Recently, however, it has been proposed that opposite neurons are involved in the decision to integrate or segregate visual and vestibular heading cues based on the likelihood that these cues have a common cause [6]. For example, if visual and vestibular heading cues are largely consistent, then it is likely that they have a common cause, and therefore information about heading provided by both cues should be integrated [8, 3]. On the other hand, if a person is wearing a virtual reality headset but sitting still, then visual and vestibular cues would be inconsistent and the brain should segregate cue information [9]. The problem of inferring the cause of the cues is known as *causal inference* [10, 11], and psychological evidence has shown that indeed the brain carries out such an operation [10, 12, 13, 14]. Optimal decision of integration/segregation can be made by computing the likelihood ratio between integration and segregation, also known as the Bayes factor. A recent paper currently under review proposed that opposite neurons could provide a key step in the computation of the Bayes factor [15], suggesting a potential mechanism of causal inference in the brain.

Because of the potential significance of their computational function, it is desirable to understand how these neurons are learned in the brain. Opposite neurons are characterized by their opposite tuning to cues from two different sensory modalities. For example, an opposite could be most strongly tuned to a rightward visual self-motion cue and a leftward vestibular self-motion cue. The simplest formulation of an opposite neuron involves the projections of two oppositely tuned sensory neurons onto the same neuron. While it could explain the tuning properties of opposite neurons, it is unclear how such projections could be learned. Typical Hebbian learning would require correlation between the firing of one sensory neuron and the firing of its opposite counterpart in the other sensory modality. However, this is biologically implausible in the case of self-motion, as we seldom receive visual cues of self-motion that is contradictory with vestibular cues. Even if there is a significant amount of noise such that one input occasionally contradicts the other, which would cause some opposite connections to form via Hebbian learning, the statistical fact that most of the multisensory neurons in the macaque MSTd are either congruent or opposite but not somewhere in between suggests that this is unlikely (see Fig. 1A).

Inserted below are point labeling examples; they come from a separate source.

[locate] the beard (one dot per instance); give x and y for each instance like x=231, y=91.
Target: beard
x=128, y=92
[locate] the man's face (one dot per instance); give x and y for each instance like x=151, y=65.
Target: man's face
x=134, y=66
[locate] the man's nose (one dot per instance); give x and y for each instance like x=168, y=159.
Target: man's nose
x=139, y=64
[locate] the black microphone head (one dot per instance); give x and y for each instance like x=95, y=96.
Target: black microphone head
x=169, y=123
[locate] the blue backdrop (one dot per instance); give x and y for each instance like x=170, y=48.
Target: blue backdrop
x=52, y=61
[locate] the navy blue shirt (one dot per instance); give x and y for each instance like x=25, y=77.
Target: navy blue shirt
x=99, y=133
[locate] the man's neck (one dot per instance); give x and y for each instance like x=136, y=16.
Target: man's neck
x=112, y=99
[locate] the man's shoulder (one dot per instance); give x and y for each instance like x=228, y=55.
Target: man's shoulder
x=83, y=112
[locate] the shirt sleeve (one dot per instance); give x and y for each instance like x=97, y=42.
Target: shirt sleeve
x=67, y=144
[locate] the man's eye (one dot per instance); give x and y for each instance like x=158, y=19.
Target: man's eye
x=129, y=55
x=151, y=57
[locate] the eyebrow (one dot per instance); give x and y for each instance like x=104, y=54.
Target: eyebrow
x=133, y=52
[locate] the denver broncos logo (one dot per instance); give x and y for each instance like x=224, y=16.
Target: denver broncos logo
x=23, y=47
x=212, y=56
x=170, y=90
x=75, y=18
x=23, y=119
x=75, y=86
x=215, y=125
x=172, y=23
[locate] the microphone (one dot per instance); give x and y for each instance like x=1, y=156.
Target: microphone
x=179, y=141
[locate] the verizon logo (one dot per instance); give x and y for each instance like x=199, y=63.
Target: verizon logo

In order to circumvent this problem, we propose that instead of receiving excitatory inputs from oppositely tuned neurons, each opposite neuron receives an excitatory input and an inhibitory input from similarly tuned neurons. Suppose each opposite neuron is tuned to inputs at some angle *θ* from one of the sensory modalities S1, but receives inhibition from inputs at *θ* in the other sensory modality S2. An S2 input at *θ* then inhibits opposite neurons that are tuned to S1 inputs at *θ*. Under our model dynamics, this results in excitation of opposite neurons that are tuned to S1 inputs at *θ* + 180° instead. As such, opposite neurons are oppositely tuned to S1 and S2 inputs. See Fig. 1B. This formulation of opposite neurons is desirable as we no longer need to learn opposite connections, which is previously argued to be implausible due to the natural statistics of visual and vestibular inputs. Only Hebbian and Anti-Hebbian learning mechanisms are needed.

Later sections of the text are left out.